|In 1985, Christiane Nüsslein-Volhard discovered a set of genes that established Drosophila fruit fly embryonic development and dorsal-ventral axis. Nüsslein-Volhard exclaimed “Das ist ja Toll!” upon her discovery, which roughly translates from German to ‘That is amazing’ or ‘That is great!’ The Toll gene bore a resemblance to the IL-1 Receptor, the receptor for a potent pyrogen. Scientists then began to wonder whether Toll was involved with innate immunity. In 1996, Bruno Lemaitre et al. showed that Toll-deficient flies succumbed to fungal infection. Since then, Toll-Like Receptors (TLRs) have been discovered in mammals (fish, frogs, and invertebrates have their own specific TLRs and even plants and bacteria contain basic building blocks resembling TLR defenses).
TLRs play a vital role in innate immunity and are expressed on a variety of cell types. These proteins are known as pattern recognition receptors and help detect bacteria, fungi, protozoa, and viruses. TLR activation leads to a wide range of effects, including inflammation, complement activation, and phagocytosis.

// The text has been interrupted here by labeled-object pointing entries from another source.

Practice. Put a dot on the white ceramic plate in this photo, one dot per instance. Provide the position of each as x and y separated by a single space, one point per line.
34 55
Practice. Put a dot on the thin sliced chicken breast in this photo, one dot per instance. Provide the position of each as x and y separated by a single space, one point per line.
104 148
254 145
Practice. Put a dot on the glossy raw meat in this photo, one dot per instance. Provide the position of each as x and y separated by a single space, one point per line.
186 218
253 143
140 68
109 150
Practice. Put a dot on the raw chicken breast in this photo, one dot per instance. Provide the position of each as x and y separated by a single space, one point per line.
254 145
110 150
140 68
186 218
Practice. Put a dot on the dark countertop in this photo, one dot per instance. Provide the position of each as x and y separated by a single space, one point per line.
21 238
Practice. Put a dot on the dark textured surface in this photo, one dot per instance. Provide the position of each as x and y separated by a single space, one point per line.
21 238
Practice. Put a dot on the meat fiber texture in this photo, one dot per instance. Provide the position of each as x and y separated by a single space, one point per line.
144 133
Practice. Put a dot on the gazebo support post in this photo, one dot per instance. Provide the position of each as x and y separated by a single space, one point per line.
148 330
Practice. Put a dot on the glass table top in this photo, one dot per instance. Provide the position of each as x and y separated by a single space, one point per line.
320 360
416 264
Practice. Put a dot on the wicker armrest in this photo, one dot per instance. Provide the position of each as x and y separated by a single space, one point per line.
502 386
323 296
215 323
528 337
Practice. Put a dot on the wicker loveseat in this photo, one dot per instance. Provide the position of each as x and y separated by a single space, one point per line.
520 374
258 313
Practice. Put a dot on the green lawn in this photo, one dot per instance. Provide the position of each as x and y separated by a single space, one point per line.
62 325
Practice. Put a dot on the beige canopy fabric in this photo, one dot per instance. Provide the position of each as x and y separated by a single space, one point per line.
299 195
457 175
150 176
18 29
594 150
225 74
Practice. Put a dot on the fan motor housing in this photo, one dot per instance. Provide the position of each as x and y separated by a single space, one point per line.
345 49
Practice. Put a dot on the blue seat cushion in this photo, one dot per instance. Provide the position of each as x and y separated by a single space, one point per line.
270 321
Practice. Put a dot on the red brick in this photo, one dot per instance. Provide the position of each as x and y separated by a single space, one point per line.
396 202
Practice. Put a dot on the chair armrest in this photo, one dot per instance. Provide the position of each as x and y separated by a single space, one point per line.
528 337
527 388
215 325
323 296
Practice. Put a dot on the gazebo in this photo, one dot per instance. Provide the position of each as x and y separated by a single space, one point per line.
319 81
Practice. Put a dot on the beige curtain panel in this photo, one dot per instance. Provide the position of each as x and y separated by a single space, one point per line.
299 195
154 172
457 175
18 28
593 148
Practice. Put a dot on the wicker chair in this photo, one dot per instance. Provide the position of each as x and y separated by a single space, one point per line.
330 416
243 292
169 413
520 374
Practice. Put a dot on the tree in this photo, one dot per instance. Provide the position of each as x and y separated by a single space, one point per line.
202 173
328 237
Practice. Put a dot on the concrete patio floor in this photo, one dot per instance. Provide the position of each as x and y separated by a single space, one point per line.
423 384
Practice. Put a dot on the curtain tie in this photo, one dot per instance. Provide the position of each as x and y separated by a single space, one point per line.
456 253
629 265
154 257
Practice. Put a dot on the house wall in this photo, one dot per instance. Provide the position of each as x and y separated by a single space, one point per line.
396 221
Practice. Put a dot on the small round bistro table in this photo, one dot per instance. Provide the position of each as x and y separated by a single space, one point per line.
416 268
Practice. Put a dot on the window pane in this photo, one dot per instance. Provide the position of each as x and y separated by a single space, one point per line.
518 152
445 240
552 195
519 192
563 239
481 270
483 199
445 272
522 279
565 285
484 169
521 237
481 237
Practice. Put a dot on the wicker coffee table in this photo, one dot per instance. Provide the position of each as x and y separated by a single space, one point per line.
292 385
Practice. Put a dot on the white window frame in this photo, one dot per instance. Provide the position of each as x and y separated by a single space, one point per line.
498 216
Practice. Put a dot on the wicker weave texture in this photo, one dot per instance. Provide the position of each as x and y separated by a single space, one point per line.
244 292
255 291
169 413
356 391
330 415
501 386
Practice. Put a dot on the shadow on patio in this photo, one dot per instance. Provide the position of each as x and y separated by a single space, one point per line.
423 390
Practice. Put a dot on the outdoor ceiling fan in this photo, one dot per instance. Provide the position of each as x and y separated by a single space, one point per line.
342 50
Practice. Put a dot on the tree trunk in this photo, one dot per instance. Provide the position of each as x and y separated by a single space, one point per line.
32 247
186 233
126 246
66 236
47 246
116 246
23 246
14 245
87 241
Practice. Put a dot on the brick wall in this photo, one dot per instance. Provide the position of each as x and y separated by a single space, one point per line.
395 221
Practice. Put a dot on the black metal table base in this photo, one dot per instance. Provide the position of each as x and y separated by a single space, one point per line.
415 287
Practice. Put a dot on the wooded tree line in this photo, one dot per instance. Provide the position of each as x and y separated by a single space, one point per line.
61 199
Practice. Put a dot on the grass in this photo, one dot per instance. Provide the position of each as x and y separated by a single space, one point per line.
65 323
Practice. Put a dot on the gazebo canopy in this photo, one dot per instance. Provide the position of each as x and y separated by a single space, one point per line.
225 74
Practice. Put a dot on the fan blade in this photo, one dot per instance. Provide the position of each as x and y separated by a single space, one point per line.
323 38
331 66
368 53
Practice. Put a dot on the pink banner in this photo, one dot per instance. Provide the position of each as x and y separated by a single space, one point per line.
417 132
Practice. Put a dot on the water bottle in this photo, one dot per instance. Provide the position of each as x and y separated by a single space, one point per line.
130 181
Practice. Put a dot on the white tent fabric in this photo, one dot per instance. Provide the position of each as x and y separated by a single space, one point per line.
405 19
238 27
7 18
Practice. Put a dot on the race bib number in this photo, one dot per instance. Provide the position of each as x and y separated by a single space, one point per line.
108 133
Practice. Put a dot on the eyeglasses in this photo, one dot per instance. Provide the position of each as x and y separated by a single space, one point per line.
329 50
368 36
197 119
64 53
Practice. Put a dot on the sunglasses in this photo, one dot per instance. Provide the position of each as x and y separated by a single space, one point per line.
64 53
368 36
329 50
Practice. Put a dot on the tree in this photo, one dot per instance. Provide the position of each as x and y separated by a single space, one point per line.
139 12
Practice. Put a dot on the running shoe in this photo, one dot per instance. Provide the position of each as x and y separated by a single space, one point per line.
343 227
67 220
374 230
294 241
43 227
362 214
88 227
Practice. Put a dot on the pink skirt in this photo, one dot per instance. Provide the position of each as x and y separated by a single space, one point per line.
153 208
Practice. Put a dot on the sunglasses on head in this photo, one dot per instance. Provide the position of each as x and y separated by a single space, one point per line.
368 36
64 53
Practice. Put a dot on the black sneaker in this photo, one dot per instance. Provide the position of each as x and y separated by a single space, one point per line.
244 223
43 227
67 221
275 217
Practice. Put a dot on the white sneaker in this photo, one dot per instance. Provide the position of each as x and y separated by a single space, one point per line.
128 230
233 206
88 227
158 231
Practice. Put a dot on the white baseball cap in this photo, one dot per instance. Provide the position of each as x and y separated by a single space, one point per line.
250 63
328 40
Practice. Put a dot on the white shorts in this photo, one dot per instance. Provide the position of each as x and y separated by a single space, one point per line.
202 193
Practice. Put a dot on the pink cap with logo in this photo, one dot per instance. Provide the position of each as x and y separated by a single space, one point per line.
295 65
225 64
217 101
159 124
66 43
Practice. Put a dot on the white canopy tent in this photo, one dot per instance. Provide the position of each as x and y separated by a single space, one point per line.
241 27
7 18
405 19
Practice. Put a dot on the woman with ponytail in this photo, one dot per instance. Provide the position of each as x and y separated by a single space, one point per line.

It should be noted that the study of TLR expression has been difficult for several reasons: First, TLR detection is typically based on mRNA expression, due to limitations of available antibodies. Second, TLR gene expression does not necessarily guarantee responsiveness to its corresponding ligands. Third, TLR analysis can be further complicated if the ‘purified’ cells contain contaminating populations. Despite these limitations, it is vitally important to understand TLR expression and the role they play as an innate defense mechanism against microbial threats.